先月3月17日、本紙朝刊第一面に石巻・桃浦「かき他地区流用」との記事が目に止まった。東日本大震災の際、宮城県知事が創造的復興を掲げ水産特区を平成25年9月1日に桃浦かき生産者合同会社(合同会社)に漁業権を直接交付した。知事は「合同会社に卸売会社が参画することにより、製品企画や販路及び販売のノウハウを活用できる。」と述べていた。今になれば、そのノウハウとは解禁日破りや他産地流用だったのだろうか。また、先日の記者会見で平然と知事は「法令に違反が無ければ問題が無い。」と強弁している。

全国から注目を浴びている合同会社が、社会通念上許されない事件を起こすのか。平成14年4月4日付の全国紙に、仙台水産会長は「創業5年間の赤字経営は覚悟しているが、その後は黒字にする。」と述べている。私も経営者として吹けば飛ぶような零細企業を担っているが、初めから5年の赤字を覚悟しているとは、名経営者としては甘い考えではないかと思う。月々の試算表で本業の利益が赤か黒かである。4億円もの公的資金を付与されている合同会社に甘えは許されないはずである。

今回の他産地流用と前回の解禁日破りを垣間見たい。通常、食品会社は大手メーカーでなければ大手スーパーとの直接取引は、難しい。大手スーパーの取引口座が増えて煩雑になるからである。従って市場卸や食品問屋、あるいはベンダーを通しての製品納入となる。取引には、製品の安定供給を求められ、欠品すればペナルティーとなりスーパー側の利益逸失分が食品メーカーに求められる。だが、生鮮品を海に依存している水産加工会社は、台風や低気圧の時化により原料の安定確保が難しい。加えて、10年前と比べカキは衛生検査の精度が高まりノロウィルスや大腸菌による影響で生産が厳しく制限され、安定した原料確保と販売が難しくなっている。はっきり言えば「美味しく安全なものには限りがある。」ということである。通常、製品が定番商品として店の棚に並ぶのには短くて1ヶ月を要する。チラシに載る特売商品でも企画に20日は掛かる。裏を返せば、今日に解禁日破りを決める訳は無く、他産地流用にしても事前の準備無くして原料調達が出来ない。他産地流用は内部告発により発覚したと報道されている。

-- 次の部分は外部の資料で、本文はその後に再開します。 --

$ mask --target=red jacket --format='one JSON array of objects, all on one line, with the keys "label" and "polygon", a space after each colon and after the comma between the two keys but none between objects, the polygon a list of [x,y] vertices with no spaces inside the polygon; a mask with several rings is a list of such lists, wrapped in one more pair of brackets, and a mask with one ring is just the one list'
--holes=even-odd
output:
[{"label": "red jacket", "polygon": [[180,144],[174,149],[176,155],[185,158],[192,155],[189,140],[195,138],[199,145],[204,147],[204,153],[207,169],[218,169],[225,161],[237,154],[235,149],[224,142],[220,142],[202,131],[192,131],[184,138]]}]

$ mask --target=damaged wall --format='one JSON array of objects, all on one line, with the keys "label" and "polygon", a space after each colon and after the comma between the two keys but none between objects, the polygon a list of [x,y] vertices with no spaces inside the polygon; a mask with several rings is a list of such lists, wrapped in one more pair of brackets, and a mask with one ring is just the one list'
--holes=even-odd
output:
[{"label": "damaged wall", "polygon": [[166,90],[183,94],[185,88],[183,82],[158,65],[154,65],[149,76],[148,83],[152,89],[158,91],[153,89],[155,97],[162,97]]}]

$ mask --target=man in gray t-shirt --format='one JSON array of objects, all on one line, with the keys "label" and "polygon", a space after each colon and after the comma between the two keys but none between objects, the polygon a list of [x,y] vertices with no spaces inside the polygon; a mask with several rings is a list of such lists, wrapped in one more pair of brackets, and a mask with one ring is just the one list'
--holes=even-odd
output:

企業にコンプライアンスが求められる時世であり、経営者に高い倫理観と道徳観が求められている。

4年前に宮城海区漁業調整委員会において、漁業権を合同会社に直接付与する審議に於いて、合同会社に参画する仙台水産の適格性について議論が交され紛糾した。過半数の委員が不適格としたが議決三分の二条項によって、適格性を容認する結果となった。なぜ適格性について紛糾したかを省みると、合同会社の経営主体が漁業者か仙台水産かが問われたのである。今になれば合同会社は仙台水産のグループ会社に属し、先にも述べた量販店等の販路については仙台水産が主導していることが伺える。海区委員会に、合同会社の決算について県当局から赤字決算であることが報告されている。問題の背景には、経営不振が招いた焦りからの、解禁日破りであり他地区産流用だったのであろうか。知事は記者会見で、来年は漁業権の切替えであり、水産特区制度について「もう少し様子を見て制度を存続させるかどうか検証したい」と述べている。